A framework for stabilization, recovery, and development should center on three pillars: (i) rebuilding the state and its key institutions; (ii) jumpstarting the economy; and (iii) addressing urgent needs and reconstructing communities (Addison, 2003; and Michailof, Kostner, and Devictor, 2002). An important component of this framework is restoring state capacity for macroeconomic management and fiscal operations. Postconflict countries require assistance in budget formulation, execution, and reporting, as well as in the design and implementation of critical reforms. In the immediate aftermath of the crisis, there is also an urgent need to strengthen the capacity of the state to generate internal resources through taxation to finance the reconstruction of the economy and ensure delivery of essential services. Thus, an immediate priority in the early postconflict phase should be rebuilding revenue administration and systems.

Sound policies are also important for success in the postconflict period. For example, sound macroeconomic policies help sustain a recovery of growth and avoid a relapse into conflict. Staines (2004) analyzes the impact of conflict on economic development in 23 conflict-affected countries and concludes that in the post-1990 period, a sound macroeconomic policy stance enabled a faster economic recovery after the conflict.2

At the same time, there is a “virtuous circle” between building institutions and implementing good economic policies (Addison, 2003). For example, improvements in public expenditure management and tax administration help establish fiscal discipline. This, in turn, contributes to success in achieving macroeconomic stabilization and growth, thereby providing a more stable and fruitful environment for further institution building.

Strengthening institutions and economic policies reduces the risk of future conflicts. Without appropriate institutions and sound policies, recovery may not be broad-based, high levels of poverty are likely to persist, and the probability of a return to conflict will remain high (Addison, 2003).3

Establishing effective institutions and economic policies is also necessary for attracting private investment in postconflict countries. These nations need strong and sustained increases in private investment to support broad-based economic recovery (Addison, 2003). Catalyzing this private investment requires the concomitant strengthening of institutions and the policy environment.

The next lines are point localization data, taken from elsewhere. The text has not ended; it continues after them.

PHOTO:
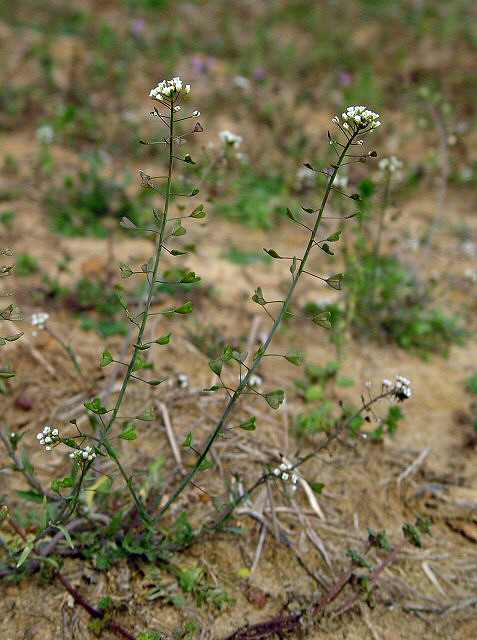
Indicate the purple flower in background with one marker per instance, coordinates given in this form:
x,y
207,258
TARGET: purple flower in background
x,y
345,79
202,65
138,26
259,74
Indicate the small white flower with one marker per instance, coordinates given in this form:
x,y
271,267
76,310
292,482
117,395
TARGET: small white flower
x,y
360,119
39,319
391,164
169,90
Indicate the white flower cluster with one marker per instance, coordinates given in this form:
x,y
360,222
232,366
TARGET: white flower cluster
x,y
358,118
400,389
48,438
83,455
168,90
40,319
391,164
283,472
230,139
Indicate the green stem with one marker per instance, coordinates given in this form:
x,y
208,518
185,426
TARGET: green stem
x,y
147,305
145,315
231,403
377,244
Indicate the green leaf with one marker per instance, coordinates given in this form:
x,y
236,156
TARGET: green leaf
x,y
198,212
249,425
122,300
293,265
127,224
139,364
96,406
148,415
334,236
295,356
25,553
106,359
216,365
142,347
290,215
205,464
272,253
188,441
126,271
335,282
275,398
323,319
179,230
184,309
258,297
359,560
129,432
412,535
189,278
32,495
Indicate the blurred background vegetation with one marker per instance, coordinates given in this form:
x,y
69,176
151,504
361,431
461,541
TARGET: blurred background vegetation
x,y
74,104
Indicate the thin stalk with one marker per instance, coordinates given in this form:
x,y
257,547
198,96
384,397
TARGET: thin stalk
x,y
377,243
145,315
157,260
231,403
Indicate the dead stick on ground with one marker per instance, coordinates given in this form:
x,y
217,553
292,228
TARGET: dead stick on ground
x,y
170,434
78,598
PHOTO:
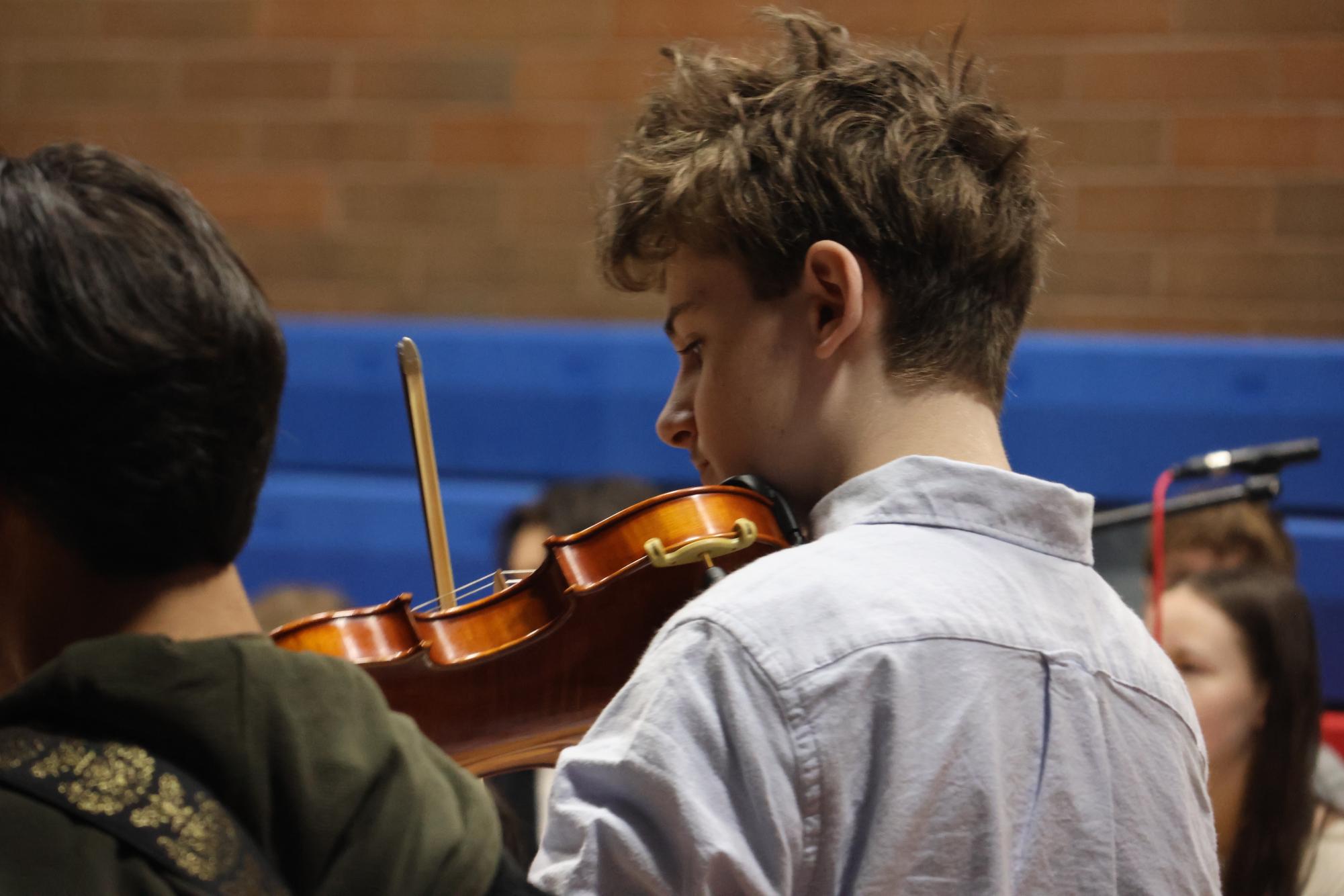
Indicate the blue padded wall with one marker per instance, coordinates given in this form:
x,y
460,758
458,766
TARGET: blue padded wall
x,y
517,405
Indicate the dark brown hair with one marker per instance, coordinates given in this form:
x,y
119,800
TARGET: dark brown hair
x,y
573,506
1249,534
881,150
142,365
1274,621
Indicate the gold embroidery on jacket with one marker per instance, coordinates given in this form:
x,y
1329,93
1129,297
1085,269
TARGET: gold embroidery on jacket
x,y
112,780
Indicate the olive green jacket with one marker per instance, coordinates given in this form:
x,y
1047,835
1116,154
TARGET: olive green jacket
x,y
341,795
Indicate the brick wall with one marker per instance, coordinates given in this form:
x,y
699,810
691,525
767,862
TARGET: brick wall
x,y
440,156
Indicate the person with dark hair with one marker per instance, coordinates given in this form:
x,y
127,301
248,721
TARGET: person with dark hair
x,y
565,508
1249,537
1242,535
937,692
152,741
1245,644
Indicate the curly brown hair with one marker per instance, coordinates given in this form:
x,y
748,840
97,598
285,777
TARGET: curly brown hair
x,y
881,150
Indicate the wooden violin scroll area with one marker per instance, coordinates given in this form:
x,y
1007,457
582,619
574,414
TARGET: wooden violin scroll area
x,y
507,682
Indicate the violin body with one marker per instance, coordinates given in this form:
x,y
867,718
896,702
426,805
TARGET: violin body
x,y
507,682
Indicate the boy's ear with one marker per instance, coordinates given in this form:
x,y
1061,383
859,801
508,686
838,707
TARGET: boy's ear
x,y
832,280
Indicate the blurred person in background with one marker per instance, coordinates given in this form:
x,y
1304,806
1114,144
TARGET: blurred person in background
x,y
1245,535
1245,645
1242,535
152,740
288,602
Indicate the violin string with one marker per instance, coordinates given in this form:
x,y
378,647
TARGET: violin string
x,y
475,586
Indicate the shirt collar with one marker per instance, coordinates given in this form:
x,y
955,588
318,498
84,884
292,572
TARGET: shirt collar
x,y
932,491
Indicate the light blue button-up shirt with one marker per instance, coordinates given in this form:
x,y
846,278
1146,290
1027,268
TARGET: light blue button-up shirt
x,y
937,695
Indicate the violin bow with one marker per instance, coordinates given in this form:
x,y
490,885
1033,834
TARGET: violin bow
x,y
417,408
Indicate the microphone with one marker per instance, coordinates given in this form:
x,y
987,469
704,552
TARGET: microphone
x,y
1253,461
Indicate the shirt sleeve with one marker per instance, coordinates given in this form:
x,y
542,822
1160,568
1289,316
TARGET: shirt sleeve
x,y
687,784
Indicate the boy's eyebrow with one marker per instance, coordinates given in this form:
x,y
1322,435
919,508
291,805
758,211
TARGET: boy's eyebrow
x,y
670,323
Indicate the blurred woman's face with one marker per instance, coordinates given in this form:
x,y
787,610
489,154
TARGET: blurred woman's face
x,y
1207,649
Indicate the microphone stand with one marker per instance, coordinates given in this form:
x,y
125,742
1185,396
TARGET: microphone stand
x,y
1255,488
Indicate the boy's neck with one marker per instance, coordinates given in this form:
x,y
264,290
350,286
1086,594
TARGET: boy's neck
x,y
945,424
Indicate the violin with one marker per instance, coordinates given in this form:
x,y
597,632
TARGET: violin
x,y
506,682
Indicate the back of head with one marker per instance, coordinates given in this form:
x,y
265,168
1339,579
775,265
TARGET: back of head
x,y
143,366
573,506
882,151
1241,535
1274,621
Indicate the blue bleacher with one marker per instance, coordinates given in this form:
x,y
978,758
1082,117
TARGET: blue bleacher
x,y
517,405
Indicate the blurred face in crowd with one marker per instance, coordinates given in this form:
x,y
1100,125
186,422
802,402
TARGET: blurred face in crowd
x,y
527,550
1210,655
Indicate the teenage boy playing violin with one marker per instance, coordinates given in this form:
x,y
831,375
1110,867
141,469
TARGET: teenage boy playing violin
x,y
937,694
152,741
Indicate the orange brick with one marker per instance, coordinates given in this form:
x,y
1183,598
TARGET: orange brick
x,y
737,19
1313,72
26,21
1026,77
370,140
406,21
257,79
261,198
1082,272
465,205
549,201
1258,142
617,76
1105,142
1259,17
1071,17
1234,75
1271,277
678,19
179,21
433,79
92,81
338,298
1309,210
519,19
304,255
1172,210
510,142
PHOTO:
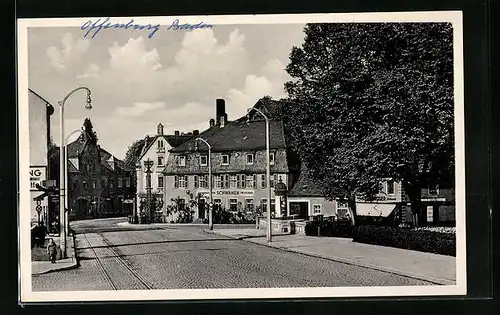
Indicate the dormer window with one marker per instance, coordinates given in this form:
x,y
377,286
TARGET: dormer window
x,y
203,160
182,161
271,158
249,159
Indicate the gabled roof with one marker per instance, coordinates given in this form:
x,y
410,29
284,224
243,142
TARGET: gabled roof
x,y
173,140
238,136
306,185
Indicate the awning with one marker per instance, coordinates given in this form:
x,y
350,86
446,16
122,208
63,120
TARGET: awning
x,y
375,209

In sum, postconflict peace and economic recovery require improvements in economic policies and institution building in a range of areas. These extend from merely establishing the rule of law to restoring the capacity for policy formulation and implementation. Even within the area of macroeconomic management, the needs for building capacity can be extensive. For example, some countries may need to introduce a new currency or establish new institutions, such as a central bank. The need for building institutions is most pervasive in scope for countries that are newly formed as a result of conflicts. Others may need assistance with budget formulation, execution, and reporting. Still others may require help in strengthening statistical capacity to assist in macroeconomic management. The focus of this paper is on institution building in the fiscal area.

1

A recent paper by Suhrke, Villanger, and Woodward (2004) challenges these findings.

2

Collier and Hoeffler (2002b) also lend support to this finding.

3

Collier and Hoeffler (2002b) identify three structural characteristics that increase the risk of conflict, the most powerful of which is dependence on natural resource rents. Their analysis indicates that the risk of conflict is highest when natural resource exports constitute 25 to 30 percent of GDP.